一般的に,DICOMファイルのボリューム画像から領域抽出を行うことは,医用画像解析ワークステーション(WS)が優れた性能を発揮する一方,サーフェス画像に変換され,STLファイルとなった後の工程の処理機能はCADソフトウェアが優れている。欲を言えば,領域抽出とSTL/VRML形式への変換はWS,その後のSTL/VRMLファイルの追加加工/修正はCADソフトウェア,三次元造形は3Dプリンタと役割分担させることが望ましい。しかしながら,現実的にそこまでの購入予算が取れず,すべてを満足に購入できないという声も聞く。
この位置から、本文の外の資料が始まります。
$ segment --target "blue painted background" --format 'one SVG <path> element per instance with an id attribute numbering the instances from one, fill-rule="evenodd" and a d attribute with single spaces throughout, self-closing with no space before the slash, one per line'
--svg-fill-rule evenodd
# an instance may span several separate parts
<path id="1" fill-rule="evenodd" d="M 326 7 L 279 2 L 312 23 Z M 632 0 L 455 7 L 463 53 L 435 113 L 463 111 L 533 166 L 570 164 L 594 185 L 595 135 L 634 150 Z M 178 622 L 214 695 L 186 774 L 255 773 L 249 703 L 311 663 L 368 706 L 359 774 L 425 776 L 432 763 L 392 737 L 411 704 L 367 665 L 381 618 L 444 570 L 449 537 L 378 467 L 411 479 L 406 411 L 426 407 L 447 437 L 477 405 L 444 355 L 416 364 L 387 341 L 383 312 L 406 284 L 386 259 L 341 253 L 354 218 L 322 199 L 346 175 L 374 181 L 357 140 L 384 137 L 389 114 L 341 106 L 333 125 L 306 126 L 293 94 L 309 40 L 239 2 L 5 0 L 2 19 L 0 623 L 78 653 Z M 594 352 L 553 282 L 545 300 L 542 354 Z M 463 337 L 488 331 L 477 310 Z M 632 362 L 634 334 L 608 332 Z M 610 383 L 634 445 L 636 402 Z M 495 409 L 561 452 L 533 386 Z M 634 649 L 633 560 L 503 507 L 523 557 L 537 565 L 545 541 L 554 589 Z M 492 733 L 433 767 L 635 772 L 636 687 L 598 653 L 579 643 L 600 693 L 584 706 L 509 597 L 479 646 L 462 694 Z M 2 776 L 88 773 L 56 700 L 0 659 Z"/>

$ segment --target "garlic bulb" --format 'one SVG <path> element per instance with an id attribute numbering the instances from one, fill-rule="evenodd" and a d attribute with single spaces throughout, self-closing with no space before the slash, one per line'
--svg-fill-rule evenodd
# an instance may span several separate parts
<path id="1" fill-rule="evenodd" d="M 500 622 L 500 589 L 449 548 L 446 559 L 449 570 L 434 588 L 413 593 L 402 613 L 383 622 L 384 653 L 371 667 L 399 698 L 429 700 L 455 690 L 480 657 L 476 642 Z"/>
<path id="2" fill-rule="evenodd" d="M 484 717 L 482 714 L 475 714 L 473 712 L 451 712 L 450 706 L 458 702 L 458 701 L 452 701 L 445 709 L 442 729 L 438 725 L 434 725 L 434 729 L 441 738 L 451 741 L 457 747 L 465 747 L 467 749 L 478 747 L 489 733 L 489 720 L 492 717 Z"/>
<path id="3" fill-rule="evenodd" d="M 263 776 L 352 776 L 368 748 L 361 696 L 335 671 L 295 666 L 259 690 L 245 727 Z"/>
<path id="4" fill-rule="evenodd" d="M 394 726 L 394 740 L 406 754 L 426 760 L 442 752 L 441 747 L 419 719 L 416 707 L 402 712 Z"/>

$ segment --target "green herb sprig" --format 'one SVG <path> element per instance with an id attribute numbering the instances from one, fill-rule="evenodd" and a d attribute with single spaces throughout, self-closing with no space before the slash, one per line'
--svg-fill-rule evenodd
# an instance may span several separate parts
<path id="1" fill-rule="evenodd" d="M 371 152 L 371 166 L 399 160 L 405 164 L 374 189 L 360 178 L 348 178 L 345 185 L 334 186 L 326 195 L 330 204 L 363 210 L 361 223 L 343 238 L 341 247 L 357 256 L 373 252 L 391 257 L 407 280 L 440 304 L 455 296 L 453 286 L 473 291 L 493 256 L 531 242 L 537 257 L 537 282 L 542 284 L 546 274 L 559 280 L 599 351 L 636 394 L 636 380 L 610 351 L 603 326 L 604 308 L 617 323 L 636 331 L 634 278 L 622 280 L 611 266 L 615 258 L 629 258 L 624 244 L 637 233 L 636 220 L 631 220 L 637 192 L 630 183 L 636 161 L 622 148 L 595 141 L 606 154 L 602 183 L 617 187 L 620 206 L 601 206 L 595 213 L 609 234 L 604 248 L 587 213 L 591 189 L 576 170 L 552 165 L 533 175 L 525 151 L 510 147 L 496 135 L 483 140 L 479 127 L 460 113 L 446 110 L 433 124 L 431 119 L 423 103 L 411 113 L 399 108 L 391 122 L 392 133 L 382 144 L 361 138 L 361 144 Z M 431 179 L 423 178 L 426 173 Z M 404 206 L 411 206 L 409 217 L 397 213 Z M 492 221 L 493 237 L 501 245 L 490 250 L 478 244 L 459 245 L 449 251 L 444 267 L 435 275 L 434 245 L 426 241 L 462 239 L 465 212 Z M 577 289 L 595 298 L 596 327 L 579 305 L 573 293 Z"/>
そこで,AZE VirtualPlaceは3Dプリンタを購入検討されているユーザー向けに,廉価で専用アプリケーション“3D STL”ソフトウェアの提供を準備している。ボリュームレンダリングとしてモニタ上で表現される閾値やオパシティという概念は,STLには存在しない。単純にマスクがあるかないかだけの問題なので,細かな画像解析機能を主眼とせず,三次元造形のための機能と割り切ってしまうことで,シンプルなインターフェースとした(図1)。また,STLファイルを保存するための手入力を減らし,決められた名称で指定場所へ保存する機能を用意し,取り違えリスクを軽減できるよう工夫をした。
今までの日常臨床における画像処理と3Dプリンタ向けの画像処理業務は似ている部分もあるが,大きく異なる部分もある。その違いをアプリケーションとして充足できるように当社も対応を進めている。